# Bow Gobbler



## bishs (Aug 30, 2000)

I had a great 1st day. I shot a 2 blade rage out of my recurve, instead of the Simmons Landshark. The head worked great, was surprised to see it pass through. Gobbler was quartering to me, and shot him through the vitals. He ran off. I gave him an hour, and found him 100 yards away. That is why I always stress using large cutting heads. When you see that 2" hole through the vitals, it really brings home the fact how tough they are.


----------



## RMH (Jan 17, 2009)

Very nice, congratulations!!!


----------



## Brown duck (Dec 16, 2005)

With a recurve? Hardcore, man. That's a true trophy!


----------



## Ack (Oct 3, 2004)

We can always count on Bishes tagging a bird with the bow every year.....congratulations once again! :coolgleam


----------



## k9wernet (Oct 15, 2007)

Great story! Beautiful bow/quiver can you tell us about them?


----------



## beervo2 (May 7, 2006)

Congrats and with a recurve...

Mike


----------



## Fred Bear (Jan 20, 2000)

great job!!


----------



## JC Keith (Dec 27, 2005)

Nice bird! Congrats!


----------



## BVW (Jul 25, 2002)

Excellent! Great job and photos.
Congrats.


----------



## Firefighter (Feb 14, 2007)

great job!


----------



## koz bow (Nov 18, 2006)

Great job Scott! Love seeing the annual traditional stick and string photo!


----------



## HunterHawk (Dec 8, 2005)

congrats Bishs... love the widow! you are the man on taking down those toms with that thing!

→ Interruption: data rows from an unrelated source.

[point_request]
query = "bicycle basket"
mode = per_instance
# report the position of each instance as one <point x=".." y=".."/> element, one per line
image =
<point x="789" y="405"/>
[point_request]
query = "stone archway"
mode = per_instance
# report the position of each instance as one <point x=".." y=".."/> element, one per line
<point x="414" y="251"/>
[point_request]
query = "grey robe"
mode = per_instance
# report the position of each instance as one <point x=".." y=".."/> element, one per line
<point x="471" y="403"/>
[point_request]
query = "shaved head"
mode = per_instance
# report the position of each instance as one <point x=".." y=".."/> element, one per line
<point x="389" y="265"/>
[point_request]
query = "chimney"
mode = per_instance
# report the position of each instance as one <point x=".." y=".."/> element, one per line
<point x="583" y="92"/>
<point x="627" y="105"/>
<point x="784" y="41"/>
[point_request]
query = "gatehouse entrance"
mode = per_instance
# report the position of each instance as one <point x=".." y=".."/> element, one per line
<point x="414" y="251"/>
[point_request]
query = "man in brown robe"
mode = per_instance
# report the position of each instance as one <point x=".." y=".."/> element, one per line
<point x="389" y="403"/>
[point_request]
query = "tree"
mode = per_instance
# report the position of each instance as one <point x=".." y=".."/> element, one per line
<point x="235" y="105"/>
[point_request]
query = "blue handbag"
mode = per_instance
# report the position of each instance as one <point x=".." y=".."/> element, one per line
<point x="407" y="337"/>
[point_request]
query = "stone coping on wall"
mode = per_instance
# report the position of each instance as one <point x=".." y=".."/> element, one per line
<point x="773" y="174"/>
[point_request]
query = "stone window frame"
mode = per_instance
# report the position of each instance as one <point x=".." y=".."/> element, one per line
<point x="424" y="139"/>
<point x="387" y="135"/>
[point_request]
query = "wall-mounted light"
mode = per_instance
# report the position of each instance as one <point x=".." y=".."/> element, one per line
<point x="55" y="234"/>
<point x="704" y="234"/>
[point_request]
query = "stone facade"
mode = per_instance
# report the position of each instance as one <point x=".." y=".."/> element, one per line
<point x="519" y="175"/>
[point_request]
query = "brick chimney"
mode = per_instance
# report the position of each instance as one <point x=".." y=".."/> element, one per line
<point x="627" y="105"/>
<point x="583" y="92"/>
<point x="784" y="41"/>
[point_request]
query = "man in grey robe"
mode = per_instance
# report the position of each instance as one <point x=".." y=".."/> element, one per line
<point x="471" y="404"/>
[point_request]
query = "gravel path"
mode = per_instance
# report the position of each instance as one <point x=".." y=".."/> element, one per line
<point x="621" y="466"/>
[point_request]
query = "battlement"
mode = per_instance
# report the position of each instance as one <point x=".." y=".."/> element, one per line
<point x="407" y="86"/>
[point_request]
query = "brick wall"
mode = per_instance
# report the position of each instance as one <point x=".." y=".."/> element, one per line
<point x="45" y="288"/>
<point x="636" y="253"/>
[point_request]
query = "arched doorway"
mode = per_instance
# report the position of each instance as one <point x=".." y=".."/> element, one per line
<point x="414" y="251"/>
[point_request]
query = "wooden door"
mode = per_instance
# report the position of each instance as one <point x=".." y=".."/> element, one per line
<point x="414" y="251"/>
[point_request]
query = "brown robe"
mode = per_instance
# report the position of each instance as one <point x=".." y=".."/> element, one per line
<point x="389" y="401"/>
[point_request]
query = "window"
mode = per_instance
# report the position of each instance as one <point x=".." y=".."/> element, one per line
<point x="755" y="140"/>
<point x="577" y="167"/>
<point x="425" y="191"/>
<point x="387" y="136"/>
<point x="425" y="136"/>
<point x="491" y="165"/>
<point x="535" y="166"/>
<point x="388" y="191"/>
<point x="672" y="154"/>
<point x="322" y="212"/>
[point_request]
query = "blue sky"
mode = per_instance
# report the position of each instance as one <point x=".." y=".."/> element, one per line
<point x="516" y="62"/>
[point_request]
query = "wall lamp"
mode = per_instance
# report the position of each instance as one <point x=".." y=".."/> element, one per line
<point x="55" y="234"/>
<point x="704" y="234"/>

I need to convince myself to hunt with just my recurve next year! i hope i can do it! i have never shot one with my widow.. just taken lots of feathers!

im also impressed you got a passthrough with that!

how many #'s is that? mine is 62 at 29 i believe...

also nice set up! looks great!


----------



## Fur-minator (Nov 28, 2007)

Nice turkey and shot.

I hope to use my new recurve for next seasons hunt. I'm not good enough yet unless they are within 5 yards:lol:


----------



## Flag Up (Feb 15, 2009)

congrats on da bird.


----------



## TJD (Jan 29, 2006)

Congrats! Nice bird and cool pics.


----------



## mparks (Sep 4, 2001)

Way to go Scott!


----------



## bishs (Aug 30, 2000)

Thanks for all the responses. I was surprised to get a pass through. I prefer the arrow staying in them. That usually keeps them from running off or flying. The bow is 57 lbs at my draw. 
Good Luck to all....


----------



## harrisonhunter (Nov 5, 2003)

Great job.. Congrats.


----------



## Wally Gator (Sep 21, 2007)

Congrats, that's one heck of a feat. Taking a bird with a compound bow is one thing, and doing it with traditional equipment is another. Well done Sir, hat's off to you!


----------



## blood trail (Mar 31, 2010)

Well done!! Your pics got my heart pounding, I cant imagine it if I had a bird in my sights with a traditional bow! 

I would love to even miss a bird with traditional equipment.

Congrats again!!!


----------